Они быстро оказались в нижних помещениях дворца российской науки. Здесь безраздельно правили бал молодые ученые Института химии силикатов. Длинноногие накрашенные девицы с хитрыми лицами предлагали собравшимся гостям примерить белые халаты, заглянуть в настоящий лабораторный микроскоп или самостоятельно смешать реактивы в пробирках. Рядом отгадывали элементы таблицы Дмитрия Ивановича Менделеева. Участникам химического конкурса, давшим правильный ответ, вручали сладкие конфеты. Чаще других угадывал бледный худой юноша, который тут же отдавал завоеванные им призы стоявшей рядом девушке. Она смотрела на него с восхищением и гордо оглядывалась по сторонам…
Уже на выходе какой-то аспирант в очках подарил Марье бирюзовый кусочек смальты. Ивану он предложил такой же купить за сто рублей.
– Это та самая, историческая смальта из мозаики? – поинтересовался Иван.
– Нет, конечно. Из этой делали панно на станции «Адмиралтейская», – важно пояснил «очкарик».
– Понятно. Ее туда недавно целыми мешками завозили. Спасибо, что не продаете здесь свою Родину. За доллары, – хмыкнул Иван.
Марья, смеясь, дернула его за рукав и потащила к выходу. По пути Иван успел заметить на стене перепечатку статьи нобелевского лауреата Жореса Алферова из «Советской России». Речь там шла о проблемах российской науки.
– Он же, кажется, коммунист…
– Прежде всего, Алферов – великий ученый, патриот своей страны и честный человек, – уточнила Марья…
В мастерской Аникушина
Ночь – вообще какое-то особое состояние суток, а тут еще интригующий музейный фон и завязывающаяся интересная история. Вполне ожидаемо, что с людьми в такое время могло произойти что-то любопытное. Нужно было только не мешать событиям, позволить себе вкатиться в их русло и наблюдать. Тогда, иногда, получалось даже поучаствовать в них.
Если признаться честно, то Иван прежде мало интересовался этим городским культурным мероприятием. В музей можно спокойно сходить в любой будний день и не торчать для этого часами в длинной очереди. Теперь он убеждался в своем заблуждении. Прежде всего, самые известные музеи в акции почти не участвовали, оставляя это право другим, менее продвинутым своим собратьям, небольшим музеям, которые днем частенько оказывались в тени их величественных фасадов. Для них ночь музеев становилось звездным часом, редкой возможностью заявить о себе ярко подготовленным мероприятием и быть услышанными.
Конечно, такое мероприятие не для всех, только для людей, умеющих его оценить. Это небольшое, но дружное и легкое на подъем братство горожан, влюбленных в свою Северную столицу. У Ивана внезапно возникло ощущение, что он давно знал всех этих людей, ему было хорошо среди них. Здесь спонтанно и просто завязывалось общение, новые интересные знакомства. Никакие новомодные квесты, флэшмобы или перформансы ему не были нужны.
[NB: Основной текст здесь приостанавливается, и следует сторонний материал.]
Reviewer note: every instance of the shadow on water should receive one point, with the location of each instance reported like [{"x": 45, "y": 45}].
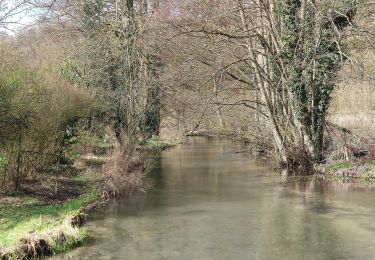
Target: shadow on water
[{"x": 209, "y": 202}]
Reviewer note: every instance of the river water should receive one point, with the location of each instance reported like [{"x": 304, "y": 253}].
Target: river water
[{"x": 209, "y": 202}]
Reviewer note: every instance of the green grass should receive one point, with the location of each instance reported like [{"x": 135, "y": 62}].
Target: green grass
[
  {"x": 339, "y": 166},
  {"x": 155, "y": 144},
  {"x": 17, "y": 221}
]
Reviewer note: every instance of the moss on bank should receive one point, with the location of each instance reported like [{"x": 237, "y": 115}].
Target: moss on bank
[
  {"x": 29, "y": 228},
  {"x": 45, "y": 218},
  {"x": 350, "y": 171}
]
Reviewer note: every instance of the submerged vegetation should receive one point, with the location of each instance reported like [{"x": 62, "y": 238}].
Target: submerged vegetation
[{"x": 94, "y": 88}]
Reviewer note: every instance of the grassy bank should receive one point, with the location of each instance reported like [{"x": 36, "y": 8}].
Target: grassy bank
[
  {"x": 349, "y": 171},
  {"x": 46, "y": 216}
]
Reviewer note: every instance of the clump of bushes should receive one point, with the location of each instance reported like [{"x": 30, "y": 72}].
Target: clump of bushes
[{"x": 37, "y": 111}]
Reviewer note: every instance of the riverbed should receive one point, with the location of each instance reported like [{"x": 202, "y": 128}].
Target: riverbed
[{"x": 210, "y": 201}]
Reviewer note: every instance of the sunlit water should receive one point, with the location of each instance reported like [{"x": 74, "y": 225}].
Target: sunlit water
[{"x": 209, "y": 202}]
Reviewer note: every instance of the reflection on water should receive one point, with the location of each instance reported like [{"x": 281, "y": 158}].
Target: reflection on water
[{"x": 209, "y": 202}]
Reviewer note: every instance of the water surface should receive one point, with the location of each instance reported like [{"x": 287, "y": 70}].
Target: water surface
[{"x": 209, "y": 202}]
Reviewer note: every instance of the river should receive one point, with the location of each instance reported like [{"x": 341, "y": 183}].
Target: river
[{"x": 209, "y": 202}]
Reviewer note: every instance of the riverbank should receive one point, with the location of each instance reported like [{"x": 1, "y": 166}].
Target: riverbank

Немного проблуждав по вечерним улицам на Петроградской стороне, они приехали в Вяземский переулок. Про себя Иван отметил, как многолик любимый город в его исторической части. В каждом месте он имел свое особенное, неповторимое лицо и непохожих жителей. Такого 80-летнего бородатого деда, беззаботно катающегося ночью по дорожкам старинного Вяземского сада на самокате, определенно, никогда не встретить в новостройках на его Комендантском проспекте. Там и садов никогда не было. Приветливо улыбнувшись, старик указал им дорогу к мастерской. В этот вечер они у него были уже не первыми.
Поездку в мастерскую скульптора Аникушина они выбрали себе сразу. Что-то притягивало к ней. Здание мастерской оказалось необычным по конструкции, некий образец рациональной архитектуры. Это, когда целесообразность управляла формой и эстетикой. В мастерской нужно было работать с крупноформатными моделями памятников. Так получился двухэтажный фасад из красного кирпича, от которого по косой линии поднимались боковые стены. Задняя одноэтажная сторона завершалась огромным окном, там и находилась мастерская самого Мастера. Иван подумал, что эта мастерская чем-то похожа на цветочную оранжерею, где требовалось много света.